Irish v. Vatican

Maybe it’s not on the order of Henry VIII, the French Revolution, or the Resorgimento, but the Vatican’s current pissing match with the government of Ireland represents the biggest conflict with a Western state that it has gotten into in decades, as well as the most serious diplomatic consequence so far of the rolling sexual […]

Maybe it’s not on the order of Henry VIII, the French Revolution, or the Resorgimento, but the Vatican’s current pissing match with the government of Ireland represents the biggest conflict with a Western state that it has gotten into in decades, as well as the most serious diplomatic consequence so far of the rolling sexual abuse scandal.

In the wake of July’s Cloyne Report, the latest in a series of accounts of church malfeasance, the Irish Prime Minister (Taoiseach) Enda Kenny gave a speech denouncing the “dysfunction, disconnection, elitism, the narcissism, that dominate the culture of the Vatican to this day,” and charging Rome with obstructing Irish investigations of clergy abuse as recently as three years ago. The Vatican’s response, delivered on September 3, rejected Kenny’s accusations according to the finest casuistical standards of Canon Law.
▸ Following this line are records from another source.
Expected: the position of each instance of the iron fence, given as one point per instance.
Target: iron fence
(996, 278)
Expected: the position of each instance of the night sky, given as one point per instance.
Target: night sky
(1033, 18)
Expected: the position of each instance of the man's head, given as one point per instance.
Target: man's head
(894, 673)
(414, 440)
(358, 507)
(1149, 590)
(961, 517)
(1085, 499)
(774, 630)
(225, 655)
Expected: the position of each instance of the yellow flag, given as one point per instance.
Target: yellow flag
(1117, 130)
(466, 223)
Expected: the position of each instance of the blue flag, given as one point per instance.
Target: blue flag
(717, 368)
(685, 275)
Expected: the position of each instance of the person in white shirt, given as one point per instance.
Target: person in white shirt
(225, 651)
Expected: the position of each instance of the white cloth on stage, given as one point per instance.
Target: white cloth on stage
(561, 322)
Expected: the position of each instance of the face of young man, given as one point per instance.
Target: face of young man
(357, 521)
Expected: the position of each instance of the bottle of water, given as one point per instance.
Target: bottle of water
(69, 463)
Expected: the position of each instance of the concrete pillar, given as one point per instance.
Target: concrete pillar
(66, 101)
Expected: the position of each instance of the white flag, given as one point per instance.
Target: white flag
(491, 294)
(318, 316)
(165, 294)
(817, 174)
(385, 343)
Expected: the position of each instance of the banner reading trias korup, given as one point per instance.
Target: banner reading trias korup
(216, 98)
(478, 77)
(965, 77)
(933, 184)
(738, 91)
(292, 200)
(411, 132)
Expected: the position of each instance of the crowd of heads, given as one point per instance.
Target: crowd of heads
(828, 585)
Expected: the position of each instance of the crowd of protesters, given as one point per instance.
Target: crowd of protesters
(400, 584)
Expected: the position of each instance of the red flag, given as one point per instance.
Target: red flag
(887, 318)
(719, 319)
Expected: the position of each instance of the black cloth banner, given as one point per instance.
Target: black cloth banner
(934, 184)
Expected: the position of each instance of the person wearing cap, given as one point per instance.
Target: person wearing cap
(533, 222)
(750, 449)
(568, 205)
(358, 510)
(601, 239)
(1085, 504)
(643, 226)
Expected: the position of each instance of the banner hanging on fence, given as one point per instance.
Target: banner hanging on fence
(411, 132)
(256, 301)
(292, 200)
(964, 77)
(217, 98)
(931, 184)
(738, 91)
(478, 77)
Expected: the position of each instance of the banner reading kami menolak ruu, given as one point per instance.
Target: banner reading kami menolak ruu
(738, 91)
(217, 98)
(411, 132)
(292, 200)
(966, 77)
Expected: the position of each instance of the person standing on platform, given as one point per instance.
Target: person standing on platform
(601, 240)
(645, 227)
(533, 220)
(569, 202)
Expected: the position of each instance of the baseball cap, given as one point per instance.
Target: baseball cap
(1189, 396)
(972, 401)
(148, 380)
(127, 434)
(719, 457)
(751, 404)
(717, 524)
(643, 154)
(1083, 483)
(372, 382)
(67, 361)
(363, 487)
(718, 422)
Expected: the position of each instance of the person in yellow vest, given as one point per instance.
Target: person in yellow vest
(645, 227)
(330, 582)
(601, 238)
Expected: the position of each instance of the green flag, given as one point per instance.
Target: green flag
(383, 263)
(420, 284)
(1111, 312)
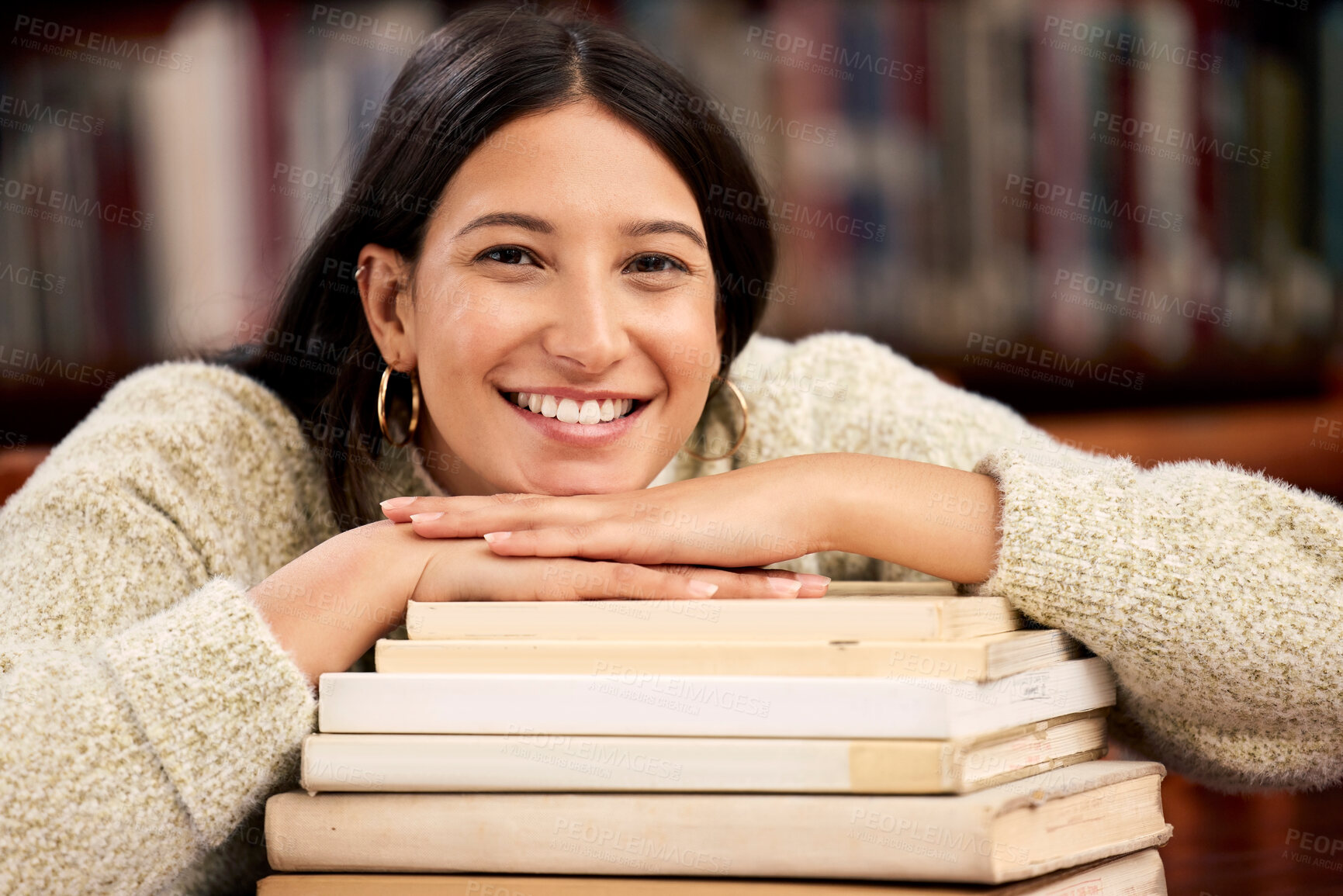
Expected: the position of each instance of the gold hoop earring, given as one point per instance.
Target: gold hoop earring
(382, 407)
(746, 422)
Last Friday, the Irish government issued its own statement, sticking to its guns.

In fact, the Cloyne Report does not charge the Vatican with
recent obstruction–a point that the Vatican response does not omit to
mention. But as Patsy McGarry, the Irish Times‘ religious affairs writer, demonstrates
case by case, Vatican officials repeatedly declined to cooperate with
the several Irish abuse investigations. If that isn’t obstruction, it’s
close enough.


Besides the charge of obstructionism, the principal bone of contention is a 1997 letter from the then-papal nuncio that, according to the government’s response-to-the-response, “provided a pretext for some members of the clergy to evade full
co-operation with the Irish civil authorities in regard to the abuse of
minors.” This is more than probable, though a case can be made, and NCR’s John Allen makes it, that the problem now is less a failure of Vatican policy than of dioceses not following the policy that’s in place–and of failing to be held accountable when they don’t.
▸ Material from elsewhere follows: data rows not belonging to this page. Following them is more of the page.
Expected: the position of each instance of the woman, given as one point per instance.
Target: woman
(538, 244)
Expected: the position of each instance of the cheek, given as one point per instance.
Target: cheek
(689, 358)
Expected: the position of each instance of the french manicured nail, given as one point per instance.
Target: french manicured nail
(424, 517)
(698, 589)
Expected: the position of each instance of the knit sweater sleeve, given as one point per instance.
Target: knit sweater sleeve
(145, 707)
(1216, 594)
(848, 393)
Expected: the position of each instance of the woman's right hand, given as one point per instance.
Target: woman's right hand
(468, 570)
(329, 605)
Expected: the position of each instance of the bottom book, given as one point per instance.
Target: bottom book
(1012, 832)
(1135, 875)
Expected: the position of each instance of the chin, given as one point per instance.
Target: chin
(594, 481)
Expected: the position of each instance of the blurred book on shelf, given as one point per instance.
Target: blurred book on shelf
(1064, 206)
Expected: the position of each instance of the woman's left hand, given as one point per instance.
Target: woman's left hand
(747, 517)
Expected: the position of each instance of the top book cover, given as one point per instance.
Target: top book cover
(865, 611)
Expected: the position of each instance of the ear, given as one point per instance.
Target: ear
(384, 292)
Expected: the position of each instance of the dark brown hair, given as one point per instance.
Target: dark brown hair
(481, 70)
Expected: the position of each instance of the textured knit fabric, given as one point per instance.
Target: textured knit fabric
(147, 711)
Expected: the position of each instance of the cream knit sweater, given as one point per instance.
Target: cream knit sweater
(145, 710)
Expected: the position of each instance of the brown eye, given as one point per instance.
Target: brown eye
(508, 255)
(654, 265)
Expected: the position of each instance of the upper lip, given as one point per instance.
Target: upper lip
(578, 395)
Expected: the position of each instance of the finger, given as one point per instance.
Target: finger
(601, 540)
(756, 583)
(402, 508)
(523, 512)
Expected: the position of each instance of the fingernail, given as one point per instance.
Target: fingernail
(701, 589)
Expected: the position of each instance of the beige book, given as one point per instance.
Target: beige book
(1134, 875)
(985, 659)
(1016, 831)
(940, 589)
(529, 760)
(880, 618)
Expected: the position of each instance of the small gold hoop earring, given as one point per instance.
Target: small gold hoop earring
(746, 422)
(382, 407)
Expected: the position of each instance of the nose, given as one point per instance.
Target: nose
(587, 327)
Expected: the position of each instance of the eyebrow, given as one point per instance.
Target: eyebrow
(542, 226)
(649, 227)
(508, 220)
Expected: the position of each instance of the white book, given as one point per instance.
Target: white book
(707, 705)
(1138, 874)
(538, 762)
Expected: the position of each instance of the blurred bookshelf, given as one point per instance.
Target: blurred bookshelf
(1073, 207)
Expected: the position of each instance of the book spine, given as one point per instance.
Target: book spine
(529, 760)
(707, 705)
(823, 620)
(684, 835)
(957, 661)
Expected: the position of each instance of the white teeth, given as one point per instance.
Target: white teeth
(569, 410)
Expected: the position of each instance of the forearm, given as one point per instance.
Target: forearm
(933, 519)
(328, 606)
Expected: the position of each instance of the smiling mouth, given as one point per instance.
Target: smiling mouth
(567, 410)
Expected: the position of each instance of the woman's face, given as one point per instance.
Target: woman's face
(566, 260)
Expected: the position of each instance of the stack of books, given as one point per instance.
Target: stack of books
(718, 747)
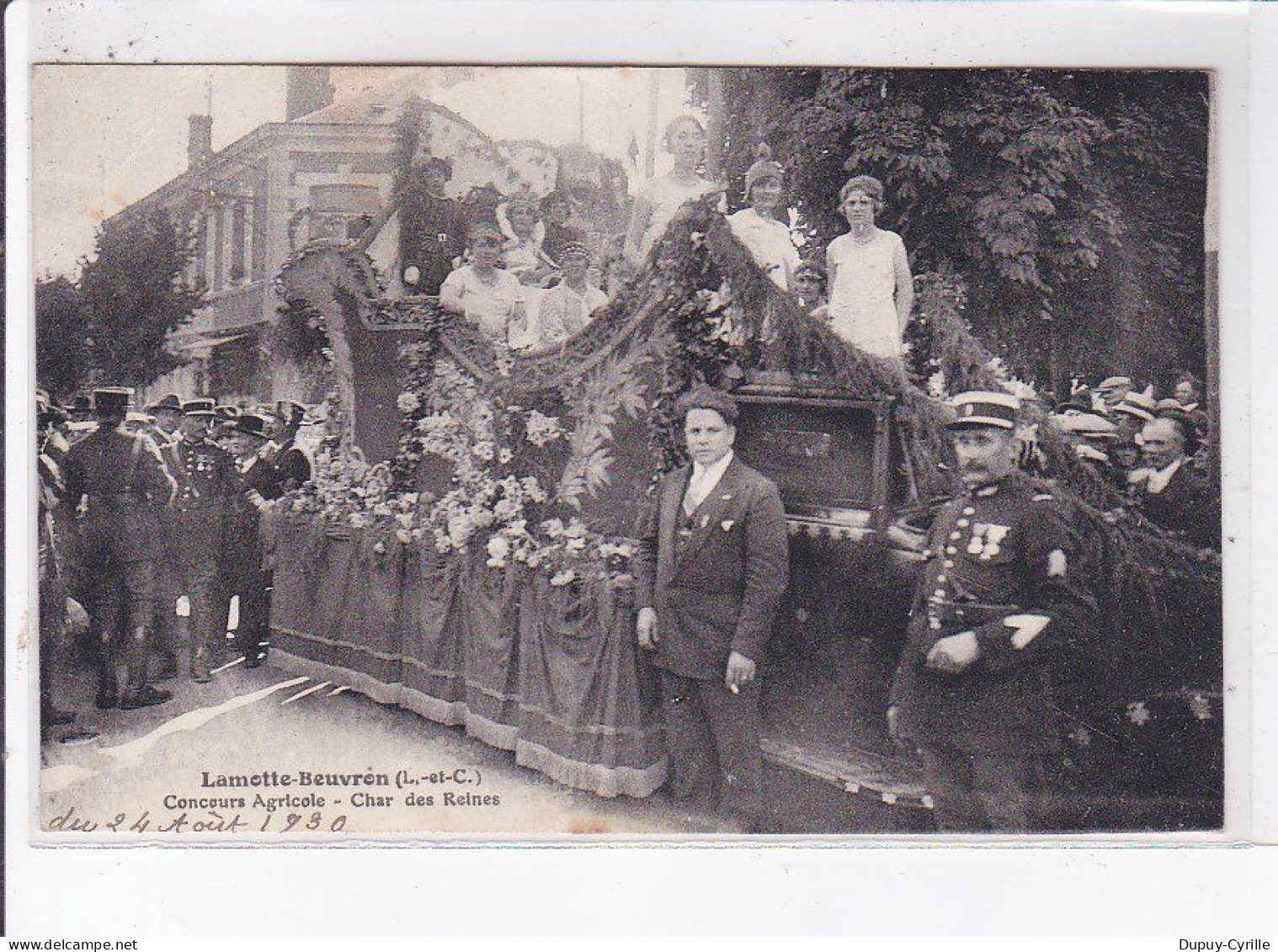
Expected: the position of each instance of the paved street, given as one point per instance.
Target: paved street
(268, 722)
Allen, who cuddles up to the hierarchy a lot more than he used to, is at pains to point out that archbishops Tim Dolan of New York and Charles Chaput of Philadelphia have of late expressed the opinion that there should actually be some accountability mechanism for bishops who fail to observe the rules for handling abuse cases.
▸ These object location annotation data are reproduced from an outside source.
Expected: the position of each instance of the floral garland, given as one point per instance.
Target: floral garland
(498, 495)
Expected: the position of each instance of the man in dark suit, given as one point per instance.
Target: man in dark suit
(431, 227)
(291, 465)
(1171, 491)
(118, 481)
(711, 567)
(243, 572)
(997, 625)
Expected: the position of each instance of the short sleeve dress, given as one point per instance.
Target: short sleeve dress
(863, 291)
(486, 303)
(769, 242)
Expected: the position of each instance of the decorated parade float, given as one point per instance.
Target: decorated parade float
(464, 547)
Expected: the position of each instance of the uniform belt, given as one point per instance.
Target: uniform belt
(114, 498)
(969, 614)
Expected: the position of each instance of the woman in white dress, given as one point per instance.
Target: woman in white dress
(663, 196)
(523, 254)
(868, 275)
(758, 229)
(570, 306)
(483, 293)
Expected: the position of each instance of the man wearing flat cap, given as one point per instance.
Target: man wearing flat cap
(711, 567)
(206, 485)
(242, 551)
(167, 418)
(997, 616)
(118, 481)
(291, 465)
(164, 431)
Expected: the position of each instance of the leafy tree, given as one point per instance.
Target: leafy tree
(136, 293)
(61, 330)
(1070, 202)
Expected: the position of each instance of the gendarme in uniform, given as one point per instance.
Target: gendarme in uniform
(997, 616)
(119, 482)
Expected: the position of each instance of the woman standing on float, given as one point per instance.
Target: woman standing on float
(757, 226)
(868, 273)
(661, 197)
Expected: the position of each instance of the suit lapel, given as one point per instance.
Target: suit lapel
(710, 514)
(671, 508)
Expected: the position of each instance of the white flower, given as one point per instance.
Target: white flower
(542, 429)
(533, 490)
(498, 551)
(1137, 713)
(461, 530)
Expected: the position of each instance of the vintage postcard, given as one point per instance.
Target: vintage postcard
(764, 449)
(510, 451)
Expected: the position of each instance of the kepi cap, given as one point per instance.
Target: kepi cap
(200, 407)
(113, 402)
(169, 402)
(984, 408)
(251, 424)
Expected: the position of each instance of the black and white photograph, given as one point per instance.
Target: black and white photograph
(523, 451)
Forces interested in genuine reform would do well to press such leaders
to put their money where their mouth is, fleshing out what
“accountability with teeth” would look like – especially in a church
with more than 5,000 bishops, as well as scores of religious communities
and other jurisdictions, but just one pope. That effort, and not a
fruitless quest for some magic bullet in Vatican policy, is where the
action is.

I can’t imagine what Allen has in mind in this regard, unless its to get the likes of Dolan and Chaput to put pressure on the Vatican itself to institute a policy and a procedure for disciplining bishops who cover up abuse cases–the same way the Vatican disciplines bishops who, oh, suggest that the ordination of women and an end to clerical celibacy might be in order. So far, Rome has shown not the slightest interest in heading down such a path.